We were to meet at Holborn Station at 11.30am to travel to a secret location. We piled into the tube station and emerged at Oxford Circus to join a group of protesters who had chained their wheelchairs together to form a road block across the top of Regent Street. This was a truly incredible act of direct action. As DPAC and UK Uncut noted, today the invisible would become unmissable as they confronted, and befriended, thousands of west end shoppers and brought the busy traffic to a halt. Hundreds of people moved in behind the road block and took over the street for the afternoon to come together in solidarity against the government’s welfare reform bill – demanding that this bill be stopped. Seeing these people chained together in a determination to have their voices heard was inspiring – I’m a complete wimp of an activist and it was incredibly poignant to see people show such courage. But, as a woman points out in John Domokos’ wonderful video of the day (http://www.guardian.co.uk/uk/video/2012/jan/28/welfare-reforms-protest-oxford-circus ), it was also sad and shameful that they had to take to the streets in the first place.

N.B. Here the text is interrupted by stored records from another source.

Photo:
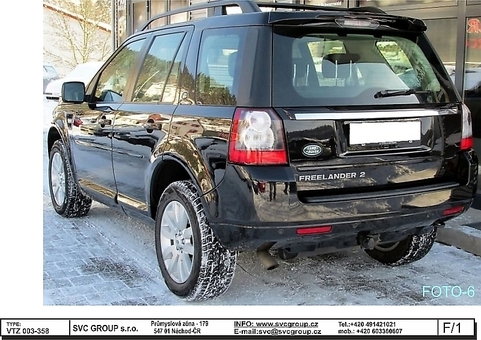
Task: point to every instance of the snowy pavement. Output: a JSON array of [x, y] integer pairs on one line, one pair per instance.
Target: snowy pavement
[[108, 259]]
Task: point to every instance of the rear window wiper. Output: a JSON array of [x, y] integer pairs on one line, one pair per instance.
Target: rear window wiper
[[394, 93]]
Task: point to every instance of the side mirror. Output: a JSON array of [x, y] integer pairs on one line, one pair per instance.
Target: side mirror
[[73, 92]]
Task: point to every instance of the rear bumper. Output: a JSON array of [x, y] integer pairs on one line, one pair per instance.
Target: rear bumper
[[261, 204]]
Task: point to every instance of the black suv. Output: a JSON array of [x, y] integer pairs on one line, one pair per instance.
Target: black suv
[[295, 130]]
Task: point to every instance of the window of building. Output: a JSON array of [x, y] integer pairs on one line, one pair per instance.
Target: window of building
[[157, 80], [113, 80]]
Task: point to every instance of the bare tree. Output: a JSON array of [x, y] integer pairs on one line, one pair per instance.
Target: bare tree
[[76, 32]]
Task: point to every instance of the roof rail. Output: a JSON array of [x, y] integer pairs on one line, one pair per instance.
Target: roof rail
[[218, 7], [296, 6]]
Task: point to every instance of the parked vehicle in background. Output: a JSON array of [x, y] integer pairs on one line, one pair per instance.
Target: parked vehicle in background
[[49, 74], [82, 72], [289, 132]]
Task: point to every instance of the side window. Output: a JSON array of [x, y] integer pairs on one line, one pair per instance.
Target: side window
[[157, 81], [218, 66], [113, 80]]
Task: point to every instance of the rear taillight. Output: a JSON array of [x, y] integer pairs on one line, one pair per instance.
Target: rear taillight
[[467, 141], [257, 138]]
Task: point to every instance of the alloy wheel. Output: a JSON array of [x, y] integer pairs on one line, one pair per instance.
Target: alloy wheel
[[177, 242], [57, 179]]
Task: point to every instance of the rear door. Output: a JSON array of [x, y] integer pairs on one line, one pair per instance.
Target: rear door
[[368, 113]]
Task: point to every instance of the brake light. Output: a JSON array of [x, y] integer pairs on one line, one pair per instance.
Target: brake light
[[257, 138], [467, 141]]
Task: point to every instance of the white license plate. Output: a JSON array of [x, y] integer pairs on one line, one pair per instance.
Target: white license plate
[[384, 132]]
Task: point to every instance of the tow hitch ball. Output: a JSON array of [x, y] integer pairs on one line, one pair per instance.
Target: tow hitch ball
[[368, 241]]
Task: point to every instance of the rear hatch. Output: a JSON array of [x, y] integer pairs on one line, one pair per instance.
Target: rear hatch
[[369, 107]]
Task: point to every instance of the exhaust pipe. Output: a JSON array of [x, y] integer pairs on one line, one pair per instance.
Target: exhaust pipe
[[265, 257]]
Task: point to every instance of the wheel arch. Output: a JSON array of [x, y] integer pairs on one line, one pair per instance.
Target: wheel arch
[[165, 171]]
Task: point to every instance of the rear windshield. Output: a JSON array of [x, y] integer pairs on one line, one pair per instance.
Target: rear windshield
[[319, 69]]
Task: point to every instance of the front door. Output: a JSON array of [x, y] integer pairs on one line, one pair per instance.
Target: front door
[[91, 125]]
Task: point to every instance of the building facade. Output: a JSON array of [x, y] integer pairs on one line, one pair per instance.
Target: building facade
[[454, 28]]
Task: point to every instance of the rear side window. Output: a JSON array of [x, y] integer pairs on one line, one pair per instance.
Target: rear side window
[[157, 81], [113, 80], [219, 65], [330, 69]]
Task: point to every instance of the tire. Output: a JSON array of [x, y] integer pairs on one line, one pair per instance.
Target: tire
[[194, 264], [67, 198], [411, 249]]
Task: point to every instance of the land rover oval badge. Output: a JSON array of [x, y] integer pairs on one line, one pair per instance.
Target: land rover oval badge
[[312, 150]]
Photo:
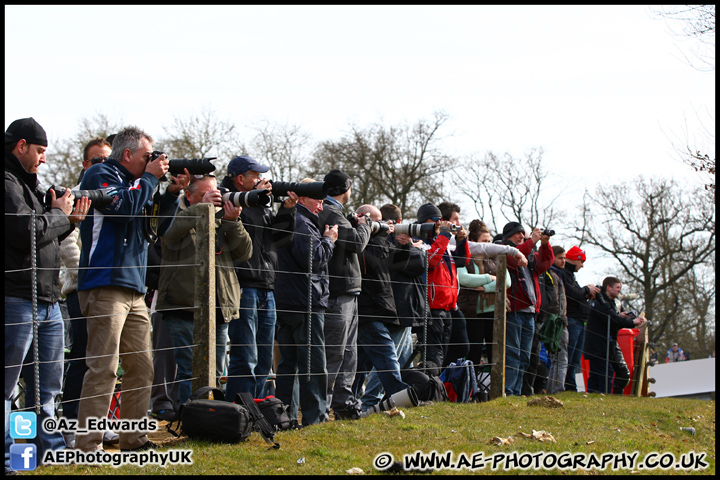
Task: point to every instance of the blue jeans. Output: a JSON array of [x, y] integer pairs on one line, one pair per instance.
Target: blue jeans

There was a brilliant atmosphere on our people-filled road – a samba band played, people danced, people chanted, people talked together. Whilst the atmosphere was upbeat and determined, the space was full of lots emotions – for some, this was their first protest and so understandably it was quite a scary experience for them. In John’s video, one woman described how she had had to prepare all week in order to come to the action. To be amongst such determined and friendly people was a wonderful experience – even the police seemed won over – we overheard them saying ‘let’s just leave them’. (Although later on they did attempt to move our group on – they spoke through a megaphone, which as one protester pointed out made them sound like a duck, furthermore, as another protester pointed out, they did not communicate the message in sign language.) A community megaphone was passed around and one man started chanting ‘we’re all together’ – it was incredibly moving because this was exactly what our action was showing. In the middle of a space dedicated to pointless consumption, we were demonstrating the other values which we hold in society – caring, friendship, and community – these are our tools that we will use to stop the cuts.
This incredible direct action is a strong message to the government that we will not accept their welfare reform bill – they cannot ignore us. And if they do, well, we’ll be out on the streets again, and with growing numbers.